Database Replication: Primary-Replica, Sync vs Async

The Bug That Taught Me How Replica Lag Actually Behaves

A customer opened a ticket claiming their order history was missing the purchase they had just completed. Refresh the page, still missing. Wait a minute, there it was. The checkout service wrote to the primary PostgreSQL instance, then immediately redirected to an order history page that read from a replica. Async streaming replication was running at a healthy 80 ms lag -- which, for a user clicking "View my order" 200 ms after checkout, is an eternity.

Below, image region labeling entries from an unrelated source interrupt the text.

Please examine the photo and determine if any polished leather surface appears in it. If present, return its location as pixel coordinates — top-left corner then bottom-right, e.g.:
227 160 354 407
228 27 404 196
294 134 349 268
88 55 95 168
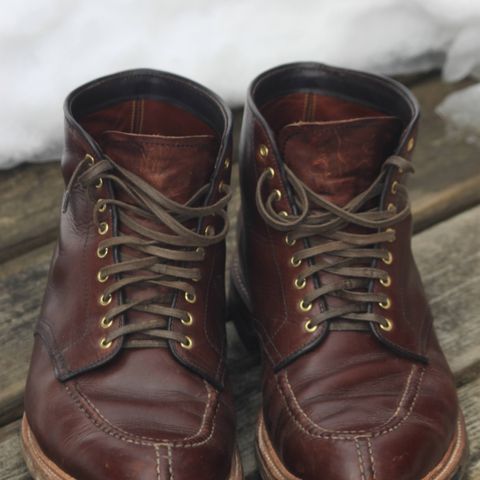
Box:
233 63 464 480
25 70 235 480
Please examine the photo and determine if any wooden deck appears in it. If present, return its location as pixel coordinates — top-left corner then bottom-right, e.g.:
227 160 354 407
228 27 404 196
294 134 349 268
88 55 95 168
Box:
0 75 480 480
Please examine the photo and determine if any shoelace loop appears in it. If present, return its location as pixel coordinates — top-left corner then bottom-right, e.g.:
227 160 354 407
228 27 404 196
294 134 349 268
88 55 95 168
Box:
256 155 413 332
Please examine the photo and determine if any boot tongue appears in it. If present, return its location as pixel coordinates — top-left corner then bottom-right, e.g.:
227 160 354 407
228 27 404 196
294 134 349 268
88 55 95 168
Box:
100 131 218 204
278 116 402 206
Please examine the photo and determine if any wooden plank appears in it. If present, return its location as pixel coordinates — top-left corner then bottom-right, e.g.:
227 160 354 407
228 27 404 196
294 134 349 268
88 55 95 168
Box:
0 244 53 425
0 162 63 261
0 207 480 430
0 74 480 261
410 76 480 232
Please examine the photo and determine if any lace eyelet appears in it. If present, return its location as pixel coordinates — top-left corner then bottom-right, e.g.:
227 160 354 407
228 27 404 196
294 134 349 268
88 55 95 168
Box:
407 137 415 152
258 143 268 158
180 335 193 350
304 319 318 333
100 317 113 328
285 233 297 247
185 292 197 303
293 278 307 290
265 167 275 180
100 337 113 350
380 275 392 287
84 153 95 167
272 188 282 202
382 252 393 265
379 318 393 332
180 312 193 325
378 297 392 310
387 203 397 213
98 222 108 235
97 198 107 213
98 293 113 307
298 300 313 312
97 270 108 283
290 257 302 267
97 247 108 258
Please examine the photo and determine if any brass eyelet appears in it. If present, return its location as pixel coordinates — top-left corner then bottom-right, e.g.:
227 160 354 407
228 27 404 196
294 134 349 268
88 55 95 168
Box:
180 312 193 325
387 203 397 213
98 222 108 235
100 317 113 328
203 225 215 237
304 319 318 333
290 257 302 267
185 292 197 303
97 247 108 258
378 297 392 310
265 167 275 180
97 198 107 213
97 270 108 283
98 293 113 307
379 318 393 332
298 300 313 312
258 143 268 158
382 252 393 265
100 337 113 350
380 275 392 287
385 228 396 243
180 335 193 350
407 137 415 152
293 278 307 290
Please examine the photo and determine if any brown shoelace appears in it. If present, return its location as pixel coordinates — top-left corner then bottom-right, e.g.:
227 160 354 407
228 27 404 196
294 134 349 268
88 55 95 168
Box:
256 156 413 331
63 155 232 348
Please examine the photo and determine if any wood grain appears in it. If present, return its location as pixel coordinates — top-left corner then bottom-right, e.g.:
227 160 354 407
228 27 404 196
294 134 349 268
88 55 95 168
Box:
0 162 63 261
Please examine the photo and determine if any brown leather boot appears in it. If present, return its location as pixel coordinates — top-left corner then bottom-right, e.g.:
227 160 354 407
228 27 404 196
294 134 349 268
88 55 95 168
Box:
22 70 242 480
233 63 467 480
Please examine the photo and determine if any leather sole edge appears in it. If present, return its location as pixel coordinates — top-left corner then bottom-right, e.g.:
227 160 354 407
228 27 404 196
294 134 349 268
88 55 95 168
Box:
20 414 244 480
256 413 468 480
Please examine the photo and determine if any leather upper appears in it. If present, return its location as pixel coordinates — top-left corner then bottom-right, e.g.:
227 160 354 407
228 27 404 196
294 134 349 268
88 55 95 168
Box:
25 70 235 480
233 63 464 480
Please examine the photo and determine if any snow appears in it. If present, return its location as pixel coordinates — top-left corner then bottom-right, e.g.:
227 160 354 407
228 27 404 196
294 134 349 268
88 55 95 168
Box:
0 0 480 168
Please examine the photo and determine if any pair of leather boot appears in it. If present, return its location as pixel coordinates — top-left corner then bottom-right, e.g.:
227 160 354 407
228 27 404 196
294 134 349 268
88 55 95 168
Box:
22 63 467 480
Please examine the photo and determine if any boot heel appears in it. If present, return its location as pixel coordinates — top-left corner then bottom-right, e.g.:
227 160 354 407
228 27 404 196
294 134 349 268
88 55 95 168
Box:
228 280 260 355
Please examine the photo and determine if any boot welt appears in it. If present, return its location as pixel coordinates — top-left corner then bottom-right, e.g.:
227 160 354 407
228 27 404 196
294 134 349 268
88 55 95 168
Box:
21 415 243 480
256 413 468 480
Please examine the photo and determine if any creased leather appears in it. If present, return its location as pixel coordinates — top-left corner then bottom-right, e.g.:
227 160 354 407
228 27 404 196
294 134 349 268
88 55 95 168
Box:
236 63 459 480
25 70 235 480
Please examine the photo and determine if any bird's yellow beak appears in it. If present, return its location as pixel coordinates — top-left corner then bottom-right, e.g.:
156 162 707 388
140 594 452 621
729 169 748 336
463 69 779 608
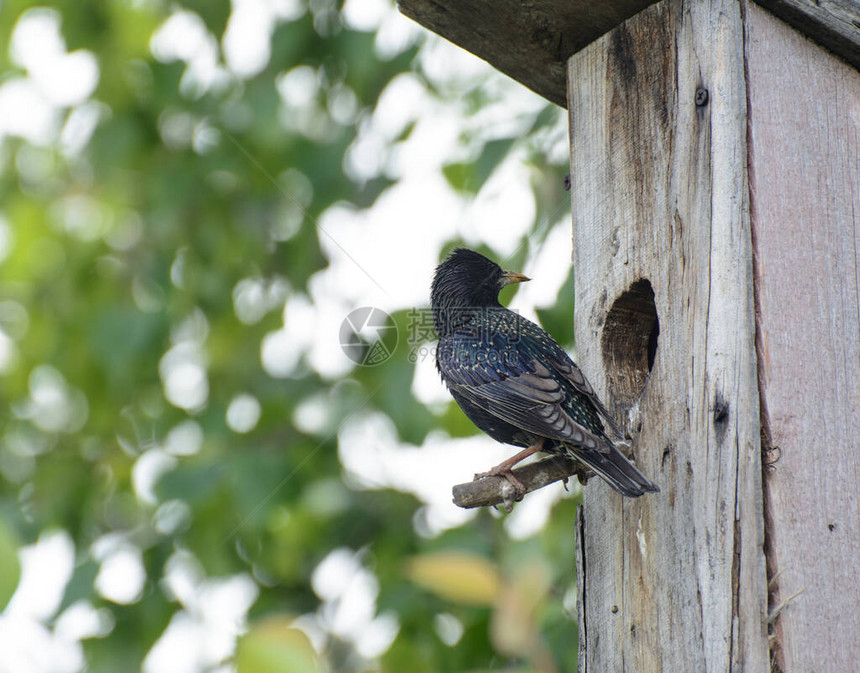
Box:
502 271 531 287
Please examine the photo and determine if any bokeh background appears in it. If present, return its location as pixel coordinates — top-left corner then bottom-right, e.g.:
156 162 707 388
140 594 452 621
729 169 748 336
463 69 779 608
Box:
0 0 578 673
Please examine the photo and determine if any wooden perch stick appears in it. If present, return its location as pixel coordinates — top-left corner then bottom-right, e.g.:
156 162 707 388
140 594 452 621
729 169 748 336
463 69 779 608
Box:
452 456 586 512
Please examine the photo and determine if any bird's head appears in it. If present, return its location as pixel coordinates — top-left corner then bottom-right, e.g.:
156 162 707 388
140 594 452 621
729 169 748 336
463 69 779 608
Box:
430 248 530 331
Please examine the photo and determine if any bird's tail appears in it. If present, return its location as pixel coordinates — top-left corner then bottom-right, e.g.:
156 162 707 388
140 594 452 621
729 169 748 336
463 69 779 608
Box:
567 446 660 498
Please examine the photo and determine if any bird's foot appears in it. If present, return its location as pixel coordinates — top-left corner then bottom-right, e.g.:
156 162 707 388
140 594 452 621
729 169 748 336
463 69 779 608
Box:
473 463 526 500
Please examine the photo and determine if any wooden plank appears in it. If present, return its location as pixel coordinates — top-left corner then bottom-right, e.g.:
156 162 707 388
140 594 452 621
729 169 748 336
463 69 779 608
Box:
756 0 860 68
397 0 654 107
398 0 860 107
568 0 768 673
747 6 860 673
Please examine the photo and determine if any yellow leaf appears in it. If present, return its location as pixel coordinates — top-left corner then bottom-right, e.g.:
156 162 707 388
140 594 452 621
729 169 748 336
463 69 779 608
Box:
407 551 500 605
236 616 319 673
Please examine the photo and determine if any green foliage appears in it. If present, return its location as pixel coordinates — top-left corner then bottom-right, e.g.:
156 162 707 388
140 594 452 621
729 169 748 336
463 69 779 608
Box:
0 0 576 673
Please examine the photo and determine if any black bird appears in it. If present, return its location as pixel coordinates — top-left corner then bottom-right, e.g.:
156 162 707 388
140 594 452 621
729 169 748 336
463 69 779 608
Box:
430 248 660 497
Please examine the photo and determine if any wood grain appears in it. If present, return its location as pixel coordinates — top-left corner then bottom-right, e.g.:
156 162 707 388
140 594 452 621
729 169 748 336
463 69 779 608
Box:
746 6 860 673
756 0 860 68
398 0 860 107
568 0 768 673
397 0 654 107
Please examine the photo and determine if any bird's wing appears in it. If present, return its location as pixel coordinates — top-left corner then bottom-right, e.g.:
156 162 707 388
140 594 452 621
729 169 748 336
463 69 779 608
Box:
547 348 624 438
437 342 611 453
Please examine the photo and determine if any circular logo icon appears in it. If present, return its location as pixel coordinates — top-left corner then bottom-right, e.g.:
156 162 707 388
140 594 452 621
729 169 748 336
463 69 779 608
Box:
340 306 397 367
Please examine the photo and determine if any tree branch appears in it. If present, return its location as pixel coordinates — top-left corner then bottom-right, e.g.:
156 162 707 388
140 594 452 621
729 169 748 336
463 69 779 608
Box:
452 456 587 512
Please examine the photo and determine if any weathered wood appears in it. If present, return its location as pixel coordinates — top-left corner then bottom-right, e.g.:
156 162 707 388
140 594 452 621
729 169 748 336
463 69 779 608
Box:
398 0 860 107
568 0 768 673
397 0 654 107
756 0 860 68
747 6 860 673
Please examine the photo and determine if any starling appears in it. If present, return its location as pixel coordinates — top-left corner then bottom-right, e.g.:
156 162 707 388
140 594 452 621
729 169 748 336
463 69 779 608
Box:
431 248 660 497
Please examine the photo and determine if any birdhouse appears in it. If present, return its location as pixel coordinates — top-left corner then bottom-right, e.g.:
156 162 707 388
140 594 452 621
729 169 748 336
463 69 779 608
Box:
400 0 860 673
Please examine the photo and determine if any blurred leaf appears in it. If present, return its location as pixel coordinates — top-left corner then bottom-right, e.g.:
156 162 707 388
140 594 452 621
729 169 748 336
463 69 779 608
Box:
442 138 514 194
236 617 320 673
407 550 501 605
490 561 550 656
0 517 21 611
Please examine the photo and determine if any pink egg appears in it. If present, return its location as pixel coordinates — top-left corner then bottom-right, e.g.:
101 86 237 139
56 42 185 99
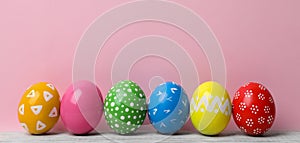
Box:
60 80 103 134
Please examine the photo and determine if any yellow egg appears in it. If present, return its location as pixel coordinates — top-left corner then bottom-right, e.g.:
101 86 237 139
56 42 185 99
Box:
190 81 231 135
18 82 60 134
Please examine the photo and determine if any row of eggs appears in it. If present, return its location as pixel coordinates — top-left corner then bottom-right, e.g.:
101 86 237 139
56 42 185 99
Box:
18 80 275 136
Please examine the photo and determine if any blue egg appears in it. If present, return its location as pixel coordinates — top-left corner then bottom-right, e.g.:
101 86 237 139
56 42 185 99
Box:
148 82 190 134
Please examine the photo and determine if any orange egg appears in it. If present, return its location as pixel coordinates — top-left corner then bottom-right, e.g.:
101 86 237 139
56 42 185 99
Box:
18 82 60 134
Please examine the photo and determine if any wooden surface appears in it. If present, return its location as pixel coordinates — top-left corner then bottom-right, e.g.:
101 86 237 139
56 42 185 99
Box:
0 132 300 143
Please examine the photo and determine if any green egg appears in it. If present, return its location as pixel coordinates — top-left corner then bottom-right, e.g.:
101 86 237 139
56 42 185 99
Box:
104 80 147 134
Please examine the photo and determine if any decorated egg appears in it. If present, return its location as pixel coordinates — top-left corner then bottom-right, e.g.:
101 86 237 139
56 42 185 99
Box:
104 80 147 134
148 82 190 134
190 81 231 135
18 82 60 134
60 80 103 134
232 82 275 136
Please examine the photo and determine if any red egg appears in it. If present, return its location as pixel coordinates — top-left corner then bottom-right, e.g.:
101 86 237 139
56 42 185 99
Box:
232 82 275 136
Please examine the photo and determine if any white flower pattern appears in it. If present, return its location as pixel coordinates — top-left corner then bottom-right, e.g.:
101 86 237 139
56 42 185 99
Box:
267 115 274 124
235 113 242 121
234 91 241 99
257 93 266 100
246 119 254 127
264 106 271 114
239 102 246 111
244 90 253 98
250 105 259 114
257 117 265 124
253 128 261 135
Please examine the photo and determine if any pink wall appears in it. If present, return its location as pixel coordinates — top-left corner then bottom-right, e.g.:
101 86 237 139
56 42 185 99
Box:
0 0 300 131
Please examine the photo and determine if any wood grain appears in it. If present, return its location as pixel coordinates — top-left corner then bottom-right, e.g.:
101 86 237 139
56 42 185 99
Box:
0 132 300 143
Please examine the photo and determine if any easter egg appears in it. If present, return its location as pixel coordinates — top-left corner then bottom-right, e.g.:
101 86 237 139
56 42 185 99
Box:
190 81 231 135
232 82 275 136
18 82 60 134
104 80 147 134
60 80 103 134
148 82 190 134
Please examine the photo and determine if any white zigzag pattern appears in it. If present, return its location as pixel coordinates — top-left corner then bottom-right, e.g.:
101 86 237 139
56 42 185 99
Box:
191 94 231 115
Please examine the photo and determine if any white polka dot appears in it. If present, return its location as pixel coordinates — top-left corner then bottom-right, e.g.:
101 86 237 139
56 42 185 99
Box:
120 116 125 120
110 102 115 107
130 102 134 107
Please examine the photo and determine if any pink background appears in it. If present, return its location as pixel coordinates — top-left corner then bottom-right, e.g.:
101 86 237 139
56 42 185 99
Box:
0 0 300 131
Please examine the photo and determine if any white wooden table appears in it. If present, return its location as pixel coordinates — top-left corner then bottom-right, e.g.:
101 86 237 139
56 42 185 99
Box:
0 132 300 143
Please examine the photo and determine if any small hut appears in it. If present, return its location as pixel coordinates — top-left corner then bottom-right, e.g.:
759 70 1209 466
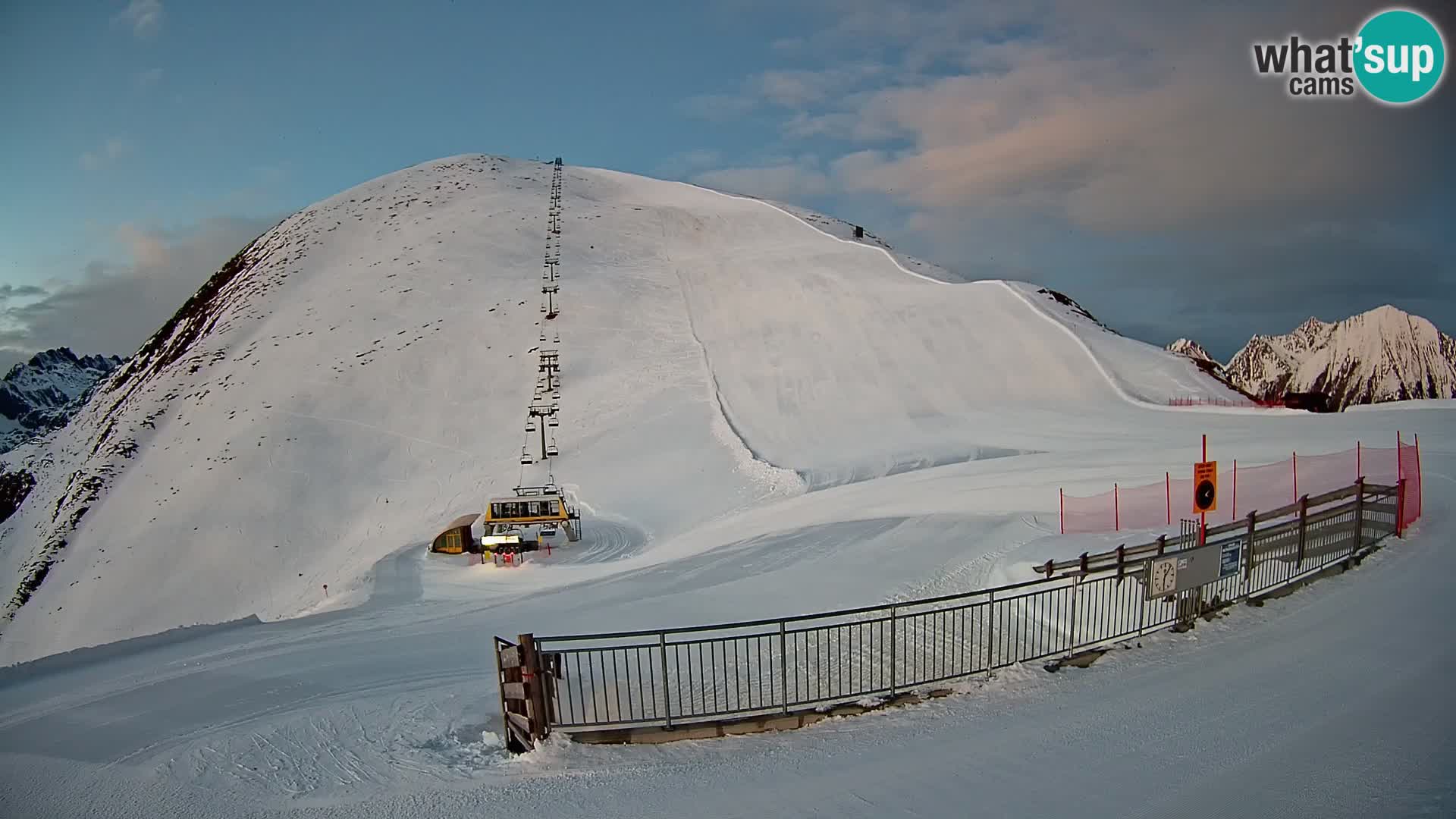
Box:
429 513 481 555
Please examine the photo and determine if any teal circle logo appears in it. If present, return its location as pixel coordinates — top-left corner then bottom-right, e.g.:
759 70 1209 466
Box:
1356 9 1446 105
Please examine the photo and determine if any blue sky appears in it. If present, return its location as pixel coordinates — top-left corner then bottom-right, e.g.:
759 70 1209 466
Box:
0 0 1456 364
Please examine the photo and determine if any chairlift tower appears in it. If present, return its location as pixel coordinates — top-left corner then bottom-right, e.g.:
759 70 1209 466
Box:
522 403 559 463
536 350 560 391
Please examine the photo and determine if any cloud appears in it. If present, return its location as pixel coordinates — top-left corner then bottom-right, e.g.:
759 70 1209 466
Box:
133 68 162 89
815 5 1442 232
80 137 131 171
0 217 277 360
115 0 162 38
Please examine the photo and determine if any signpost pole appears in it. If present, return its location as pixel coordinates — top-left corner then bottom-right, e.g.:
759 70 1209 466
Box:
1198 433 1209 545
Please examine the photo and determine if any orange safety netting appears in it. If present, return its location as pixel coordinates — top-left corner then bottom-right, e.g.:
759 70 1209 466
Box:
1060 438 1421 535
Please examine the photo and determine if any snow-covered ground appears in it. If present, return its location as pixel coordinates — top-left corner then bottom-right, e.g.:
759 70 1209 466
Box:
0 151 1456 817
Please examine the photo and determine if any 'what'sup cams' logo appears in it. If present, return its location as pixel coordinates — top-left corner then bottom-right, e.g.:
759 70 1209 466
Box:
1254 9 1446 105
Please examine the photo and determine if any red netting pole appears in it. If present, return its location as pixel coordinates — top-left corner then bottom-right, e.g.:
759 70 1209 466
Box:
1415 433 1426 517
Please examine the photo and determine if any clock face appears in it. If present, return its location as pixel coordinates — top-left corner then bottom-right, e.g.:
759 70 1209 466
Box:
1194 481 1214 510
1147 557 1178 598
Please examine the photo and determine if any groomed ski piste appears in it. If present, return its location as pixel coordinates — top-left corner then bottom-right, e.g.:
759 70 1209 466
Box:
0 156 1456 817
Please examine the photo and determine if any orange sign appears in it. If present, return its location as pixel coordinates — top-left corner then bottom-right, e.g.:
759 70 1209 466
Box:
1192 460 1219 513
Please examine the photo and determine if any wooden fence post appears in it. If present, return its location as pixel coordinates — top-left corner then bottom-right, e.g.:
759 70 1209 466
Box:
519 634 551 740
1395 475 1405 538
1244 510 1258 582
1294 495 1309 574
1396 433 1426 520
1350 478 1364 561
664 631 673 730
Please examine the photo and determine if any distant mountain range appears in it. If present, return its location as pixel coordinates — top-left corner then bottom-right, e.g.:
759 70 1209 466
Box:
1168 305 1456 410
0 347 122 452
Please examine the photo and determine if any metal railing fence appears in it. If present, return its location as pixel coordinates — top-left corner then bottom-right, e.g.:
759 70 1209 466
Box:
510 482 1404 732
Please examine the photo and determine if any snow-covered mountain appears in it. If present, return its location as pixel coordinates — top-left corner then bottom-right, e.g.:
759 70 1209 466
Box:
1165 338 1222 366
1225 305 1456 410
0 347 122 452
0 156 1236 661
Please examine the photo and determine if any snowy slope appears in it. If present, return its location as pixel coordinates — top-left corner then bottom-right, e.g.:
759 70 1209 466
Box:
1226 305 1456 408
0 156 1269 661
1165 338 1217 363
0 347 121 453
0 158 1456 819
0 402 1438 819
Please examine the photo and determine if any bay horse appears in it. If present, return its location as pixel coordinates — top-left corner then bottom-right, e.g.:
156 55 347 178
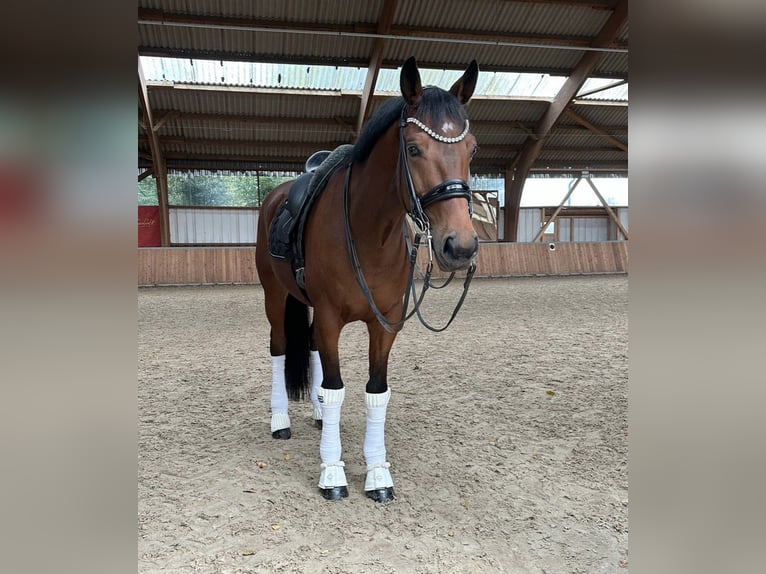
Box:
256 58 479 503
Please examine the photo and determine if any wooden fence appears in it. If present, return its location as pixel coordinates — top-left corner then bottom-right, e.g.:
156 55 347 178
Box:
138 241 628 286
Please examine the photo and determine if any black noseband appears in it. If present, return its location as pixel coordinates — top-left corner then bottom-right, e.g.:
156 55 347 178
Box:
420 179 473 211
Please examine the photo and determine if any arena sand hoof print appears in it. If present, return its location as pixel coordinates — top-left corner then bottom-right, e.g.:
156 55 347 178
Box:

The replica was not broken. The dashboard said green. pg_stat_replication on the primary showed a few kilobytes of replay_lag_bytes, well under every alert threshold we had. The bug was that we had treated replication as a binary -- synced or not synced -- when it is actually a distribution of lag measured in milliseconds, and our read-your-writes code path sat squarely in the tail of that distribution.

This guide walks through PostgreSQL streaming replication the way I wish it had been taught to me before that incident: WAL and how it actually gets to the replica, the real difference between async and synchronous commit modes, the lag signals that matter versus the ones that lie, and the failover mechanics that bite at 3 AM. Managed RDS is covered at the end, but the fundamentals below apply equally to self-managed PostgreSQL and to every cloud provider that wraps it.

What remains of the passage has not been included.